31 Mayıs, 2008

Hoşgeldin Bebek!

Ailemizin beşinci ferdi Zeynep Dilruba 29 Mayıs Perşembe günü aramıza katıldı. Fotoğraf kendisine ait değil,netten ama şaşılacak kadar benziyor. Tabii bizim ki çok minicik. Hoşçakalın...

28 Mayıs, 2008

Geldi Kiraz Mevsimi!


Geldi yine kiraz mevsimi! Yıllar sonra hadi ukde kalmasın içimizde diyerek başladığımız yüksek lisansda, iktisat sınavı sonrası cevaplarımı ve alacağım notu hesaplarken, bizim kışın balıkçı, yazın bir meyvenin birkaç cinsini sepet sepet sıralayıp, üzerinde kocaman bir ilanla, lütfen tatmadan almayınız yazan satıcımızın dükkanı civarına düştü yolumuz. Açıklı-koyulu renkleriyle ama henüz şu netten yabancı bir siteden aldığım şu görüntüdeki muhteşemliğe bürünmemiş kirazlardan birini işaret edip, alel-acele aldık. Dükkan yedi yolun çatında, yol genişletilmiş yaya yolundan dolayı sadece bir araça müsade ettiğinden çok seri olmak zorunda alıcılar.
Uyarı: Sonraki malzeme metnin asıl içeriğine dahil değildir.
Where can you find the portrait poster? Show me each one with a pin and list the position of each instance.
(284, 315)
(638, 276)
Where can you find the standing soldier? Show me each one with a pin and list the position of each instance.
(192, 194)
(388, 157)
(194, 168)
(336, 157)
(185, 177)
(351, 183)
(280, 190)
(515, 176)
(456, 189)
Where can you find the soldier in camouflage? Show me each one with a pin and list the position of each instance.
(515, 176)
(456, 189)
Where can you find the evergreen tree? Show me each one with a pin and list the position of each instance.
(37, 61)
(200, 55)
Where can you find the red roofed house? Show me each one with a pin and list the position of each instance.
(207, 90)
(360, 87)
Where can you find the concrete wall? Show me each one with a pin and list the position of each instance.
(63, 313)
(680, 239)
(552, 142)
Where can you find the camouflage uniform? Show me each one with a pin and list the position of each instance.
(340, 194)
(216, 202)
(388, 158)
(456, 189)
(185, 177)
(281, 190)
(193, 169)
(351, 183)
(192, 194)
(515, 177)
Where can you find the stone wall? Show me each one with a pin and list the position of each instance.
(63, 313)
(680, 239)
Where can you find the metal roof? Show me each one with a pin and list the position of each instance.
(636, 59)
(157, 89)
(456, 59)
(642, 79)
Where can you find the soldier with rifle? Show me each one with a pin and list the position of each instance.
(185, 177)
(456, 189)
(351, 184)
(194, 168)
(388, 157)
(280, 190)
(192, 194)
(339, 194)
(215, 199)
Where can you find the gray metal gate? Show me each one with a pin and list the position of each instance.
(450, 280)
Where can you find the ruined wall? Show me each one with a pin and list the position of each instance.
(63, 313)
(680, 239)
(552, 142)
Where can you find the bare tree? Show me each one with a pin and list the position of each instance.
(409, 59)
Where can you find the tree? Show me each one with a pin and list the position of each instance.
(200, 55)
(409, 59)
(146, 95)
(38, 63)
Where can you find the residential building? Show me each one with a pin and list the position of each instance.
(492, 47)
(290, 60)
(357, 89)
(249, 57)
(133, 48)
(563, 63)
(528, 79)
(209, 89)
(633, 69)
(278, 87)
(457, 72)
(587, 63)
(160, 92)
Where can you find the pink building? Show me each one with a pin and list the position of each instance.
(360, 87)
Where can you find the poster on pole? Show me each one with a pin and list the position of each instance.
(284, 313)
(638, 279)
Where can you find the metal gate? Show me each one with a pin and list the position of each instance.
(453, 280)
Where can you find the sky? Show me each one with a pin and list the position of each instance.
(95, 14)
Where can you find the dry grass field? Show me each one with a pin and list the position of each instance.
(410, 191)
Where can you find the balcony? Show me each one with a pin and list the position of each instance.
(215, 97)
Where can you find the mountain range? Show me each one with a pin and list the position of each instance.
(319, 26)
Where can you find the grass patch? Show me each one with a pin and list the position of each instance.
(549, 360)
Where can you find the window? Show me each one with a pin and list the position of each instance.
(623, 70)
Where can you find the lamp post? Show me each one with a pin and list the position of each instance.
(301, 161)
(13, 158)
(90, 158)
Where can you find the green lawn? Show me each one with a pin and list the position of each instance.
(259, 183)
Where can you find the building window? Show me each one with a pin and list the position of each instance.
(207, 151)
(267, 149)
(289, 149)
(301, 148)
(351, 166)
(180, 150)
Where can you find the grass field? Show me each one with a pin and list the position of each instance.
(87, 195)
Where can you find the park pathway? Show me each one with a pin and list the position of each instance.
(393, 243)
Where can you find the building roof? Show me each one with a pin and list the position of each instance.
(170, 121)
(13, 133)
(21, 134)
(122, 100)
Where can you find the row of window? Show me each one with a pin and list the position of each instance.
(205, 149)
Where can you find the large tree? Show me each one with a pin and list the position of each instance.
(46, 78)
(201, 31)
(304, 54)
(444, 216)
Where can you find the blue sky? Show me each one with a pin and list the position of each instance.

Akabinde bizim başkaban adayına yıkanmadan tadına bakmanın zaten doğru olmadığını anlatırken, çocukluğuma doğru gitti hayalim....
Okuldan eve pazarın içinden geçerek geliyorum... İlkokul birinci sınıf.. Başta kiraz olmak üzere meyve fiyatlarını inceleyerek geliyorum. İktisat ilmine olan istidadım bu yıllarda mı başlamış dersiniz :) Yok bana kalırsa daha önceden. Ablamın herkese dağıttığı bahçenin güllerini başta bebek olmak üzere, çeşitli trampa usulleri ile satışıma dayanıyor! Neyse kiraza gelelim. Eve geldiğimde kirazlar kız kardeşimle benim kulaklarıma küpe olur, geri kalanlarda mideye tabii.
Bir ara, meyve fiyatları çok pahalı geldi. Neredeyse hepsi beş lira olmuş. Halbuki iki-üç liraydı bunlar... O dönem Demirel Başbakan- daha sonra nerede ise ben yolun yarısına doğru ilerledim, hep onlar başbakandı ya neyse- Bu fiyat artşının sorumlusu olarak O'nu görüyorum ve bu büyükler nasıl oy verip, seçiyorlar diye düşünüp duruyorum... Ben düşünüp dururken Dürdane isimli bir kız babam O'na veriyor oyunu diyor. Şaşırıyorum, baban kiraz fiyatlarını görmüyor mu diyorum.
Benim ekonomi ölçüm kiraz fiyatları ile başladı... Midemi bozarcasına yediğim kirazlarla... Şimdi düşünüyorum da, keşke hayat çocukluğumuzdaki kadar sade ve güzel olsa. Memlekete ait tek derdimiz kirazlar olsa... Dayatmacı zihniyet, herşeyin en iyisini sadece onlar bilir. Dönemin Ankara Valisi Tandoğan'ın ifadesinde olduğu gibi, " siz kim oluyorsunuz da kominizmi istiyorsunuz, kominizm gelecekse onu da biz getiririz!" zihniyeti. Çoğunluk olsa da azınlık hükmünde halkımız. Seçimimiz elitlerle uyuşursa bir kıymet ifade eder. Yoksa çoğunluk solda sıfır! Yaşasın erguvan çocukları! Onlar her zaman as!
Daha fazla uzatmadan bir kiraz şiiri ile başbaşa bırakayım sizi. Hoşçakalın, sağlıcakla kalın efendim!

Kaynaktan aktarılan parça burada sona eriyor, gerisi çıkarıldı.